One way to improve a farmer’s chances of remaining in the business includes diversifying the operation with livestock.
In 2020, due to financial stresses grain farmers are feeling from continued low market prices, adding livestock could help.
Recently, I was asked how much it would cost to become a full-time independent rancher – someone who makes a living solely raising beef cattle. I’m always up for a challenge, but this was a tough one.
The first problem to solve is determining what kind of cattle operation to run. There are at least four kinds: cow-calf, seed stock, backgrounding-stocker, and feedlot. I’m told by cattle experts that the stocker operation is the simplest, so I’ll assume a hypothetical stocker operation for the purpose of determining the cost to get started.
In this operation a rancher acquires newly weaned calves that weigh 500 to 550 lbs. Then they are set out to graze on grasses and possibly grain forages until they weigh 750 to 800 lbs. This normally takes six to seven months according to W. Travis Meteer (a cattle educator at the University of Illinois). At that point the cattle are sold to a feedlot for finishing, where the cows will put on several hundred more pounds before processing.
I’m going to assume that we’re trying to net $75,000 a year after expenses with this feeder operation. So, we can back into how many stockers we need to feed and sell each year. According to the experts I talked to, you’ll pay about $1.65 per pound for a feeder and eventually sell that cow for about $1.45 per pound to the feedlot. If you pay $866 for a 525-pound cow and then sell it for $1,124 at 775 pounds, you can net a little over $250 per animal. However, that’s before any expenses, which we’ll get into now.
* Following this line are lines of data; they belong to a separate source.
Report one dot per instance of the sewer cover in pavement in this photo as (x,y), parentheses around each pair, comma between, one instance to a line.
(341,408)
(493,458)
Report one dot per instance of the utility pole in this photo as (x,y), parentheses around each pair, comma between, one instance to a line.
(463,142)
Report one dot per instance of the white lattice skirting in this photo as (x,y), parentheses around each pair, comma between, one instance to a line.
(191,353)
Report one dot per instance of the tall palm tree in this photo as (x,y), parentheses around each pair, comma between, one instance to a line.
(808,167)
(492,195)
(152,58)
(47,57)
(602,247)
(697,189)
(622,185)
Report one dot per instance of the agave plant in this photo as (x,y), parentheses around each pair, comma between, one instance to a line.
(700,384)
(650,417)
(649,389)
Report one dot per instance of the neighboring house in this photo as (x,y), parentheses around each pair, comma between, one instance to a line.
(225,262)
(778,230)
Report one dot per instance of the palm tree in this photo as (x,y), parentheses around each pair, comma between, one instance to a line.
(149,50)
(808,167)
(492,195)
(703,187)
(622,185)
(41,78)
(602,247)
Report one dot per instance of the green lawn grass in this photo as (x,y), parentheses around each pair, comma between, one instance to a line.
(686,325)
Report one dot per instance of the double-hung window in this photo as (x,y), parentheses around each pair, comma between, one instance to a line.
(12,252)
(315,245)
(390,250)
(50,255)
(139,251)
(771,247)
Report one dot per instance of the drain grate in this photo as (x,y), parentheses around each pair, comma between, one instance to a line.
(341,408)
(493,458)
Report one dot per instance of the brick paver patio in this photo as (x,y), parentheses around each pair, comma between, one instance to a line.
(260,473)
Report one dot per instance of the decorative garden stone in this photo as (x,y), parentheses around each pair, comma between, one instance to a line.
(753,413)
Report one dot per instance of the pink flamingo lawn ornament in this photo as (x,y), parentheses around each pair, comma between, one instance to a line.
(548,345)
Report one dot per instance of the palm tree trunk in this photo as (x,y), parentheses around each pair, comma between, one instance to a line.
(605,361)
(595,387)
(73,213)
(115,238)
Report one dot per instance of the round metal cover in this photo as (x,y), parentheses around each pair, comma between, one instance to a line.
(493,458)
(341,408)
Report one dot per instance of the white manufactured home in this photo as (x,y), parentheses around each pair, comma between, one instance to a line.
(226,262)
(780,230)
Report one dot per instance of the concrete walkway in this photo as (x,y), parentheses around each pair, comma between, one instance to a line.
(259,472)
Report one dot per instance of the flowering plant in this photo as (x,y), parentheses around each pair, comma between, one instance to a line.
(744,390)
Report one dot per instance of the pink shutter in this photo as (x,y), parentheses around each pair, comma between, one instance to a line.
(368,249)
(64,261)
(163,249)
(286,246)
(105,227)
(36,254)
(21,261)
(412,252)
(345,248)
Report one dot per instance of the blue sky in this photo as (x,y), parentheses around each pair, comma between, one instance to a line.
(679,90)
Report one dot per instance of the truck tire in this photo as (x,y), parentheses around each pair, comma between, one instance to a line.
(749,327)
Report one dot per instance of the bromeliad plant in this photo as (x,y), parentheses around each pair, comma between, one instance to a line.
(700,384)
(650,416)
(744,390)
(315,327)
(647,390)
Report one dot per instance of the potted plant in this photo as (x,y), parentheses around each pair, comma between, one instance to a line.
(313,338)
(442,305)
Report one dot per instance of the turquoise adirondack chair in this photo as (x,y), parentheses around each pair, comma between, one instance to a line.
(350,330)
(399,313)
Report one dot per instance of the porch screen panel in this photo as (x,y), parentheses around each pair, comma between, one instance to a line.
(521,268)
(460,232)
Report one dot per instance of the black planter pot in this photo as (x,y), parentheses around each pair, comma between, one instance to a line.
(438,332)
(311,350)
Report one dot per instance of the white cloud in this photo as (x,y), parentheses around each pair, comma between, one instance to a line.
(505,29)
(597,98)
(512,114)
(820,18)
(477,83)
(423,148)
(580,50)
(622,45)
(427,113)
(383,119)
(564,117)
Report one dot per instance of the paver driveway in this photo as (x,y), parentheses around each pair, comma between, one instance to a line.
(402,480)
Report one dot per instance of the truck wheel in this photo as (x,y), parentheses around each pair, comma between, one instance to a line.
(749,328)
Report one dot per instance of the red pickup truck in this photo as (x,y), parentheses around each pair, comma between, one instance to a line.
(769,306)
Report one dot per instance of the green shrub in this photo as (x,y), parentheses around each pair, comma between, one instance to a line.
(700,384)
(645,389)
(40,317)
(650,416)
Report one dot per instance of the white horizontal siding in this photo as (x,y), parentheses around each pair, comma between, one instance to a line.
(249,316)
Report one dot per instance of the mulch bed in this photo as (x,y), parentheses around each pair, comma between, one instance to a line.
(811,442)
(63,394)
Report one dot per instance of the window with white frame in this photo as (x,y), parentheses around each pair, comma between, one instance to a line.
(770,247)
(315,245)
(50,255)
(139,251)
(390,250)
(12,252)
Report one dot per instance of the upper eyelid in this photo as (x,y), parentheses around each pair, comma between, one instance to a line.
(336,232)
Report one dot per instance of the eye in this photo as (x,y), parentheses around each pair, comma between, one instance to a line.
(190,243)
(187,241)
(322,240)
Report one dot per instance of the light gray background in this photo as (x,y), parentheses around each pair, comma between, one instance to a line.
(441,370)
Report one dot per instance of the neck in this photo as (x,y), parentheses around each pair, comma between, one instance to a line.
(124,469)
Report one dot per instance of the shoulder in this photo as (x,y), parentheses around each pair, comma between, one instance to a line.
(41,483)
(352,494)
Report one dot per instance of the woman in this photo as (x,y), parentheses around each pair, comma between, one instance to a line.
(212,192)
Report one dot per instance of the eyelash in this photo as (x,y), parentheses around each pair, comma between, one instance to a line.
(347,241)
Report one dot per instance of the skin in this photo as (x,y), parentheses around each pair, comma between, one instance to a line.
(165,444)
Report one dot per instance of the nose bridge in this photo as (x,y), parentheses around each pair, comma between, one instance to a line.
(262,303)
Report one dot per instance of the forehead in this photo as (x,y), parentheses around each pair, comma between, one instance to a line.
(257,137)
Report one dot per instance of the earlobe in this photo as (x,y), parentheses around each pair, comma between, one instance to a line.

We need land that grows grass – a bunch of it. Cattle are raised all over the U.S., including Hawaii, but the number you can feed per acre varies widely, depending on grass productivity and the size of the cattle. For this hypothetical situation, let’s assume we'll ranch in a fairly normal place, like Kansas, which has over 6.3 million cattle and ranks third behind Texas and Nebraska. In Kansas, a feeder calf will need about 3.3 acres of grass in a normal year.
We’ll need to sell at least 600 grass-fed cows per year in order to achieve a gross profit of $150,000. This means we need about 2,000 acres, either owned or rented. Decent acres of grassland in Kansas can run you $2,000+ per acre to buy or $20 per acre to lease. Paying rent of $20 an acre likely blows up our $75,000 net income goal, so I think owning is the way to get there. Fertilizer costs, power bills, real estate taxes, insurance, and part-time labor is going to burn up about half of the gross profit.
I found a nice 2,000-acre ranch for sale online with a house, barn, water wells, creeks, ponds, and perimeter fencing for only $3.8 million. So, there's the real estate portion.
Jacob Howdeshell, a livestock production specialist with Purina, educated me about the machinery and equipment one needs to operate a stocker operation. The components include temporary corrals – $15K, some feed troughs (in case the grass runs low) – $5K, a 10-ton feed storage bin – $5K, a utility tractor –$35K, a fertilizer spreader – $20K, a grain drill – $40K, a brush hog attachment – $5K, a side-by-side for people transportation – $10K, and a semi and trailer for cattle transportation – $80K. That adds up to $215,000.
Let’s not forget that we have to buy the feeder calves, as well. That’s 600 head at $866 per head, $519,600 – no small number. So, if you add it all up, between land, buildings, equipment, and stocker cattle, we’re at $4,534,600 to get a cattle operation started that is large enough to support a family.